The counsel for the accused /applicant in his application for bail stated that
their quest for bail is premised on the fundamental human rights for accused.
Whiles he recognises that the 1992 constitution requires that the liberty of
persons can be curtailed, the same constitution in Article 19 (2) (c) 1992
recognizes the presumption of innocence unless the guilt if proved. Also, in
Article 14(4) 1992 constitution is in favour of the Accused in that Bail must be
given within a reasonable time recognizing the severity of the charge. That Bail
must not be withheld as a means of punishment to an accused person. The legal
jurisprudence has strongly shifted in favour of Human Rights and it has been
remarkably been established in the Kpebu v Attorney General case that all
offences are bailable under/or based on the discretion of the judge.
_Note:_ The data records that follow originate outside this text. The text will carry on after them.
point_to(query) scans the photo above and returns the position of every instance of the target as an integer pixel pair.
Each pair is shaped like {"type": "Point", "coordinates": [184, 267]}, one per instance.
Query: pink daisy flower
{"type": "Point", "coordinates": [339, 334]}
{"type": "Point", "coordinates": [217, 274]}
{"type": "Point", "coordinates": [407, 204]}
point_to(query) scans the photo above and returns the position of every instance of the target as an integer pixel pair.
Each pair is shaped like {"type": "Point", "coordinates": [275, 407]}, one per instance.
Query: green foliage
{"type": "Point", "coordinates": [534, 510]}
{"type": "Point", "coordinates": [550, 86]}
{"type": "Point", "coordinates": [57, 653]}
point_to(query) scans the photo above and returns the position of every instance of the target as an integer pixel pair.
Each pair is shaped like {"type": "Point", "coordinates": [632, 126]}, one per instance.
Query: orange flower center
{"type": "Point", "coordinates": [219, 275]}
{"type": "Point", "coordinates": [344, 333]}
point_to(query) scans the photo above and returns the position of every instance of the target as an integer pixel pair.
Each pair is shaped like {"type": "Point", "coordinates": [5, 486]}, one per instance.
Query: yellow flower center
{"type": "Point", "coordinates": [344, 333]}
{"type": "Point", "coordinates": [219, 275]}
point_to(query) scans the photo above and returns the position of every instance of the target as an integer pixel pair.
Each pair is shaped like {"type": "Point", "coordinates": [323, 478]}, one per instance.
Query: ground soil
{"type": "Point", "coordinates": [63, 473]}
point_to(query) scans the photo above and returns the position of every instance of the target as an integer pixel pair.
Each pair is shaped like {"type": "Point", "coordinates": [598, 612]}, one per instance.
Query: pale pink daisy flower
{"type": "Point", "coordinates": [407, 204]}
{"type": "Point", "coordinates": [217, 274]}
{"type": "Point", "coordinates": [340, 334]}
The question
the applicant poses to the court is whether the discretion of the judge should be
exercised favourably for Accused despite the severity of the offence. In Article
296 of the 1992 constitution the application of discretion has been stated. Again
the applicant has men of competent might and finances to stand surety of him
per Exhibit “A4” to “A7” which are copies of the details and identification cards
as well as their properties of the proposed independent sureties of good
character. It would be fair for this court to exercise its discretion fairly in favour
of A1. This would ensure that the trial process is fair towards Accused.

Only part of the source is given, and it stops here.